Byrd expects Miami-Dade and Broward counties to perform far better than most major markets in the country, settling in with vacancy rates at about 8 percent through the downturn. Palm Beach remains the weakest area in the tri-county region, he said, because of the residential real estate slowdown that began there in 2006.

In Miami, Rockefeller’s Jones isn’t as certain about the future. He said the combination of financial circumstances the nation has worked its way into makes it impossible to make predictions. What he will say is this: If the country remains optimistic about the new presidency, it could cause a quicker recovery.

“Some of these critical decisions Barack Obama is making in the next few weeks about his staff and what types of support he gives to different programs to lift the economy is going to have a lot to do with the American people’s attitude and the world’s attitude,” Jones said. “Right now, the jury is out.”

The silver lining: Commercial real estate investors view industry fundamentals as stronger than in previous downturns, suggesting a quick recovery when the markets revive. South Florida must first hit bottom.

Jones said he looks at the current situation like an anthill that’s kicked into ruin by a passerby. Thousands of ants run around with what appears to be no pattern, no logic and no organization. But when you come back a day or two later, the anthill is rebuilt and everyone is working.

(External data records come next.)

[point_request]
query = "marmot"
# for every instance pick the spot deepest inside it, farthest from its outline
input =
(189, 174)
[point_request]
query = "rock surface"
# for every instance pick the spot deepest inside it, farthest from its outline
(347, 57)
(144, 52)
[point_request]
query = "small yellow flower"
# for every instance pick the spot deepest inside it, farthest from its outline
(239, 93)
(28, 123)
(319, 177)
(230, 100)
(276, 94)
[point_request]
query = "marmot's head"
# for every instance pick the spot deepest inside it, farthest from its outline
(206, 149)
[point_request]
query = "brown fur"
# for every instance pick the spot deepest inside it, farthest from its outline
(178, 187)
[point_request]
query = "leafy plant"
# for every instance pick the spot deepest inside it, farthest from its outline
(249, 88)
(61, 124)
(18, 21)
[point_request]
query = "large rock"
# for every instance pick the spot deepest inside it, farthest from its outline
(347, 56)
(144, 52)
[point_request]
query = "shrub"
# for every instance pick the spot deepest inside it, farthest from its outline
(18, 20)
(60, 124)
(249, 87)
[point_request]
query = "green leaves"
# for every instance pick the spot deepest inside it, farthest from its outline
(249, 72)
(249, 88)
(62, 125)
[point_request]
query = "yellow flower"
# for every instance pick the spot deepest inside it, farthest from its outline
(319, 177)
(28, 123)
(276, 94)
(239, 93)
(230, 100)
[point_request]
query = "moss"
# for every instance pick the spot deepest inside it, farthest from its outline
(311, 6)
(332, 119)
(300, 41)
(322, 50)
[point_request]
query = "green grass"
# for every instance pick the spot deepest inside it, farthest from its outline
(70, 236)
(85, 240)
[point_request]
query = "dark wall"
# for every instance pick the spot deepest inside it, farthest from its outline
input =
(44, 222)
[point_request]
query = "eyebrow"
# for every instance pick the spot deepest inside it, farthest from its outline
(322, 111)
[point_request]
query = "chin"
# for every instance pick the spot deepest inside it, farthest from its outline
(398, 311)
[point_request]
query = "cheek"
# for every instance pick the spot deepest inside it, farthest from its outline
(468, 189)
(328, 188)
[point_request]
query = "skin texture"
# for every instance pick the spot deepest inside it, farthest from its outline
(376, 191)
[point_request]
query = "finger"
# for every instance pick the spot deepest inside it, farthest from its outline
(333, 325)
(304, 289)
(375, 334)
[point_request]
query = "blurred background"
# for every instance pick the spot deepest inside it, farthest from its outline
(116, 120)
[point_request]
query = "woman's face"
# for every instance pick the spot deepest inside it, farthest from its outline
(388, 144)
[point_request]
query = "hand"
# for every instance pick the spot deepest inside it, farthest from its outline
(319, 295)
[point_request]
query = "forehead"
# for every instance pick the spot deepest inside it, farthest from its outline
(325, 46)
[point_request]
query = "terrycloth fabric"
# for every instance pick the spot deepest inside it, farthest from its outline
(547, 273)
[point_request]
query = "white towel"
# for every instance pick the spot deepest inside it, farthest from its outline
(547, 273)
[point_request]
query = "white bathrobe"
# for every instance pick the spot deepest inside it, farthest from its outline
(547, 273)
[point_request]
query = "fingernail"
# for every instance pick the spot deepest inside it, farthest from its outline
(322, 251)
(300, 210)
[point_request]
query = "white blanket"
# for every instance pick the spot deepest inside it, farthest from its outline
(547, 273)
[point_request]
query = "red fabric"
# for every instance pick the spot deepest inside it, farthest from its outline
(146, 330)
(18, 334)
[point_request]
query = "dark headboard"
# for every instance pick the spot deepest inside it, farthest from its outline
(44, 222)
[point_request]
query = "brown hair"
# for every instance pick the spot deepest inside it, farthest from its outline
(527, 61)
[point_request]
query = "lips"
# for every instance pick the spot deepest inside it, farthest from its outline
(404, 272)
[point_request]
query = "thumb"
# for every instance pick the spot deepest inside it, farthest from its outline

“Three, four or five months from now, I think we’ll look back at this like we looked at the oil prices a few months ago when they were at $147 a barrel,” Jones said. “Who would have predicted such a significant change? In today’s world, things happen faster than they used to.”

The bottom line is that while uncertainty has stalled investments and dramatically reduced sales and leasing activity, market fundamentals continue to be sound, said Tim Conlon, partner and U.S. real estate sector leader for PricewaterhouseCoopers.

“The investor pool is now composed largely of more established players who can weather the storm,” he said. “While the outlook remains choppy in the near term, commercial real estate remains a viable long-term investment.”